Workflows
Planning with Codex
Run a multi-round plan debate between Claude and Codex to produce a sharper implementation plan.
For high-stakes features it is sometimes worth having two planning models argue with each other before you commit. ClosedLoop provides this via /code:plan-with-codex, which runs a bounded debate between Claude's plan-agent and Codex (default gpt-5.3-codex).
The command
/code:plan-with-codex [--max-rounds N] [--plan-file PATH]
[--codex-model MODEL] <prompt>Debate rounds are capped by --max-rounds (default 15).
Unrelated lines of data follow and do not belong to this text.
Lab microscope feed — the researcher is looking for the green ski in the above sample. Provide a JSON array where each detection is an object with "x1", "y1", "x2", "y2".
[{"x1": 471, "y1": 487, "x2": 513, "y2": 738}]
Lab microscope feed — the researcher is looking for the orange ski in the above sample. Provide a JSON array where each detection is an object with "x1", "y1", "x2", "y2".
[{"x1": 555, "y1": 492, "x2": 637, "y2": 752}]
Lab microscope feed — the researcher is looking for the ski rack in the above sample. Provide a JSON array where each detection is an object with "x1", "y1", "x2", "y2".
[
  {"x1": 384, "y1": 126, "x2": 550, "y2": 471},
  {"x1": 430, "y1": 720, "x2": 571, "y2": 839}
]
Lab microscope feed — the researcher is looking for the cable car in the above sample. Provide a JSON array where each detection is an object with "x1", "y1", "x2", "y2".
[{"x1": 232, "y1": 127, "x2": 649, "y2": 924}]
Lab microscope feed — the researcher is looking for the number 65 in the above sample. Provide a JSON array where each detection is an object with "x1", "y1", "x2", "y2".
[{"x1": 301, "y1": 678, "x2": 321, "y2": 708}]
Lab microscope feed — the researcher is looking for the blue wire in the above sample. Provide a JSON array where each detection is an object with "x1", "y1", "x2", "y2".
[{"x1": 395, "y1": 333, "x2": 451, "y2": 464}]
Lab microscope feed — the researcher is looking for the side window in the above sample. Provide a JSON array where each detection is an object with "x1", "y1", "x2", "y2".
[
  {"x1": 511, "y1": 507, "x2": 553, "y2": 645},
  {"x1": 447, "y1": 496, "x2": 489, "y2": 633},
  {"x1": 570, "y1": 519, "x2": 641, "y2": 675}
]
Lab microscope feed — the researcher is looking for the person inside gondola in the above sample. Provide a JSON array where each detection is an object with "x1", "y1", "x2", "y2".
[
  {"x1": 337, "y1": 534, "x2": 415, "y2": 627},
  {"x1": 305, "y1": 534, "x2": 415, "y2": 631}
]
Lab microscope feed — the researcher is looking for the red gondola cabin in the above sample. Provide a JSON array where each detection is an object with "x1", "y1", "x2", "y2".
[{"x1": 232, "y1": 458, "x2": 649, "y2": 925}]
The output is debate-plan.md.
How the debate runs
plan-agent(Opus) drafts an initial plan from the prompt.- Codex reviews the draft, raises objections, and proposes changes.
plan-agenteither accepts, counters, or rewrites.- The debate continues until convergence, a clear disagreement is reached, or
--max-roundsis hit.
Each round's state is persisted in three sidecar files so the debate can be resumed:
{stem}.state{stem}.prompt{stem}.exclusions
Prerequisites
codexmust be on your PATH or configured under Settings → CLI Tools.- The
code:codex-reviewskill must be installed (it is, if you ran the one-line plugin installer).
When to use it
- Architecturally consequential features where you want an adversarial review before implementation.
- Plans that have failed judge evaluation repeatedly.
- Migrations and refactors where a second model's take can catch a whole-system risk.
When to skip it
- Small, well-scoped features. The debate adds real token cost; use it where it pays off.
- Any case where your PRD is still vague. Fix the PRD first.
Integration with the main workflow
The resulting debate-plan.md is a standalone artifact. To bring it into the main loop, promote it to plan.md (or run /code:code with --plan <debate-plan.md>). From there, the standard 18-phase flow takes over.